The Lovely Bones by Alice Sebold churns most reader’s stomachs whenever they pick up and read the first page, let alone chapter; it is purely because of the subject matter, a young girl barely in her teens is raped and murdered by her neighbour. Although I did find the subject matter very difficult, I saw over all of that and continued to give the book a chance. It is something outside of the genre I would usually read, but as I read on, I realised that actually, this book deserves to be noted as a fantasy novel rather than a crime one which most people assume it to be.
When you overcome the violence and the graphicness of this novel you will come to realise that it is a beautiful story about a young dead girl coming to terms with her own death and trying to let her living family go. Until she lets them go in her heart, they cannot stop grieving, she is the key to how much they grieve or not – the more she clings onto the living the less likely they are to heal quickly from their loss of her.
This is a lesson that Susie Salmon is learning throughout the entire novel, as well as realising that her little experience of heaven is only the beginning of what is beyond that mysterious door she keeps seeing. It is a story about Susie’s observations of the living, including the life of her murderer Mr. Harvey and her adventures in the limbo heaven with other murdered victims. How they are trying to use their imagination to create a world in which they want to be in, whilst dead.

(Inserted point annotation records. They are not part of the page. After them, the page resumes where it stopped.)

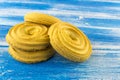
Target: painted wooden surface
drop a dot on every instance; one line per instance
(99, 20)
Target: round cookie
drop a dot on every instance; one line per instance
(31, 57)
(28, 36)
(41, 18)
(70, 42)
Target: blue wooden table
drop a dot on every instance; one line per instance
(98, 19)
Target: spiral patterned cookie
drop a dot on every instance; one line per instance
(70, 42)
(31, 57)
(40, 18)
(28, 36)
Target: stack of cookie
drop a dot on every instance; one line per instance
(40, 35)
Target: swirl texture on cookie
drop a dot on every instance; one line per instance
(28, 36)
(70, 42)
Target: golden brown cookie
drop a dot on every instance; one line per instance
(70, 42)
(28, 36)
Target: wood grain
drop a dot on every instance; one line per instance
(98, 19)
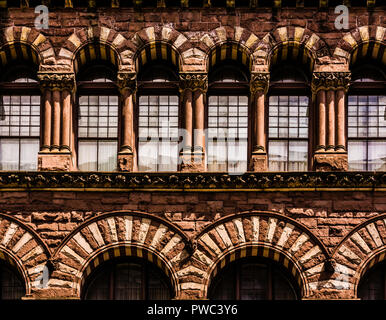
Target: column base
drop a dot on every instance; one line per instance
(55, 161)
(330, 162)
(258, 162)
(125, 161)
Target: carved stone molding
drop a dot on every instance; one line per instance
(57, 81)
(194, 181)
(193, 81)
(259, 82)
(330, 81)
(127, 81)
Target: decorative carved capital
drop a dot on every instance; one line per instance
(127, 81)
(259, 82)
(193, 82)
(57, 81)
(330, 81)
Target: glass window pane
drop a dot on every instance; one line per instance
(357, 155)
(87, 155)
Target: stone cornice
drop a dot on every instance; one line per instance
(330, 81)
(181, 181)
(193, 81)
(127, 81)
(57, 81)
(259, 82)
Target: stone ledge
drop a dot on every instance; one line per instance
(119, 181)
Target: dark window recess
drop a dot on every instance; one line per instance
(373, 284)
(11, 284)
(253, 279)
(128, 279)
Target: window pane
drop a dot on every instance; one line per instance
(278, 155)
(29, 149)
(377, 156)
(88, 155)
(298, 152)
(357, 155)
(9, 154)
(107, 155)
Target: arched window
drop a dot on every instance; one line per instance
(227, 148)
(253, 279)
(288, 120)
(367, 120)
(158, 118)
(11, 284)
(373, 284)
(128, 279)
(97, 119)
(19, 119)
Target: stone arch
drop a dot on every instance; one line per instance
(26, 44)
(160, 42)
(228, 43)
(103, 43)
(362, 247)
(365, 41)
(262, 233)
(119, 233)
(22, 247)
(303, 44)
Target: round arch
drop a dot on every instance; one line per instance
(363, 42)
(361, 249)
(121, 233)
(262, 233)
(21, 247)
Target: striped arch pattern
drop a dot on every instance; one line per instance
(225, 43)
(102, 43)
(367, 42)
(290, 43)
(21, 247)
(263, 234)
(118, 234)
(23, 43)
(163, 43)
(360, 250)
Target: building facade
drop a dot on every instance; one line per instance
(171, 150)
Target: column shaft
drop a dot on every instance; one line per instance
(47, 120)
(321, 101)
(331, 120)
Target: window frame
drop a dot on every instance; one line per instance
(90, 88)
(110, 267)
(358, 88)
(295, 88)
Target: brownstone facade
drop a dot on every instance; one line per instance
(327, 226)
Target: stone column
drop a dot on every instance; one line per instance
(55, 154)
(127, 84)
(259, 87)
(330, 152)
(193, 87)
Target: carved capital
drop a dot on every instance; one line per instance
(330, 81)
(127, 81)
(259, 82)
(57, 81)
(193, 82)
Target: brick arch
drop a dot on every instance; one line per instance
(164, 43)
(86, 45)
(25, 44)
(259, 233)
(22, 248)
(362, 42)
(121, 233)
(291, 41)
(228, 43)
(362, 247)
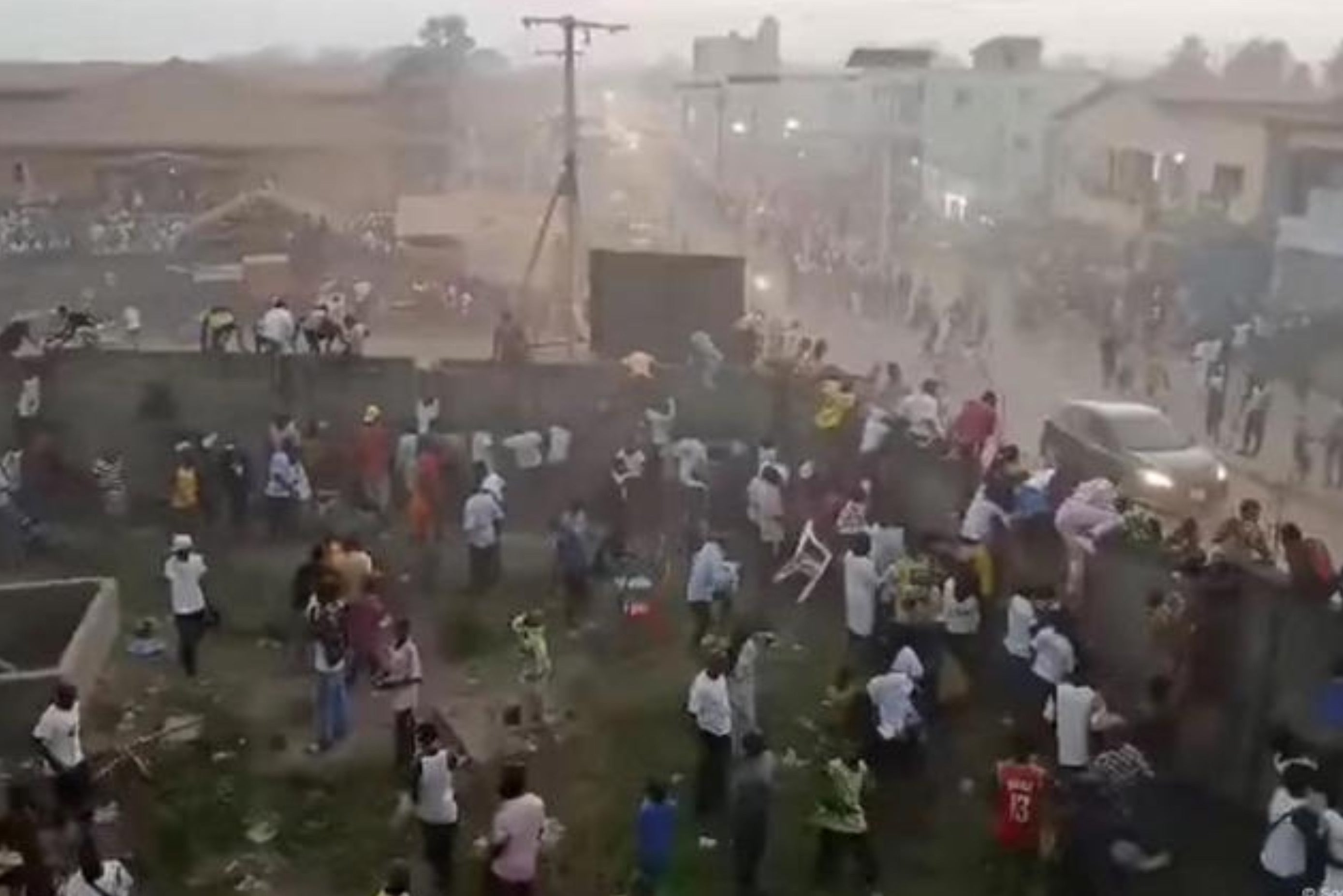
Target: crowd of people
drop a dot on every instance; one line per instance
(35, 230)
(819, 511)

The mysterious door can only be opened to Susie once she decides to move on and try not to think and worry too much about the living, when the door is opened, she can in effect find peace. Perhaps she gets reincarnated? Perhaps she goes to true heaven? Nobody knows, but it would be lovely to think of it in such terms. That is why I find the book is beautiful. Forget the violence; forget the sordidness, just read the book to the end. It is a treasure; it is in my top ten favourites of all time. It is very touching and there is justice in this book, though it is very obscure and indirect.